Further Improvements

My first thought was to just add more fans side-by-side, but that would get expensive and might be premature. I decided to improve the design first.

The first breakthrough came one morning, as I was lying in bed; my brain must have been working on the problem in the background. Why the 90-degree turn? The fan could work in any orientation. By placing the fan on its side, I could get rid of the turn completely. This would save a massive amount of plastic and print time, and also reduce air friction losses from the bend.

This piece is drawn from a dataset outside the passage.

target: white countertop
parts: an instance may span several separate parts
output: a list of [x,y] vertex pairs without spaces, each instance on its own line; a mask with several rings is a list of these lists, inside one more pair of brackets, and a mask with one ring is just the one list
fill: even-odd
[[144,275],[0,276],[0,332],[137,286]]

I went back to CadQuery and designed a much sleeker version. The defensive tower had evolved into a… simple funnel.

A CAD drawing of the new, simpler funnel-shaped duct.

After printing two new funnels, experimentation led to two more improvements:

  • Instead of just pushing stale air out, using one fan to actively pull fresh air in from the hallway dropped the CO2 by another 100 ppm.
  • There was no draft in the room. Air exchange away from the door was slow, likely relying on simple diffusion. I realized I could accelerate this. I already had quiet standing fan so I placed it near the door, aimed inwards. That, surprisingly, cut another 200 ppm without adding more fans.

The Final Current System

Today, the area by my door is a mess of wires and fans, but it works. A single power adapter feeds a PWM controller, which then splits the signal to my three fans.

My current setup, from left to right: the new funnel duct (v4), the "defensive tower" (v2), and the original pizza box prototype. The second funnel and the standing fan are not shown.

What’s Next?

  • I still don’t fully understand why the system works as it does. Is it really creating negative pressure and pulling fresh air through the trickle vent, like I first thought? Or is it just mixing the air near the door and propagating it? The next step is to find a way to measure the actual airflow.

  • The other improvement is more practical. Right now, my setup is a functional but messy collection of parts. I’d like to design and print a single, clean enclosure to hold all the fans. It would look better and be much easier to move out of the way when I need to.

Build Your Own

  • 3D Models & Code: on GitHub
  • Primary Fan: Noctua NF-F12 PWM — for its high static pressure
  • Fan Controller: Noctua NA-FC1 — for easy manual fan speed control
  • Power supply: Noctua NV-PS1 — also packs 1-to-3 splitter cable
  • CO2 Monitor: AirGradient DIY v4
  • Standing fan: Xiaomi Mi Smart Standing Fan 2 — at 1% speed it’s almost as quiet as the smaller fans

So, Am I Mickey Mouse Now?

I don’t wake up with a cartoonish smile every day. But my mornings are better. The grogginess is mostly gone, and I feel more rested. Of course, it could be the summer starting (circadian rhythm/melatonin change, etc), placebo or some combinations of factors.

Most importantly, I loved the process. I learned about ventilation, got better at 3D modeling for 3D printing, and felt the satisfaction of building something real that solved my own problem. That journey, with all its mistakes and small victories, was the real reward.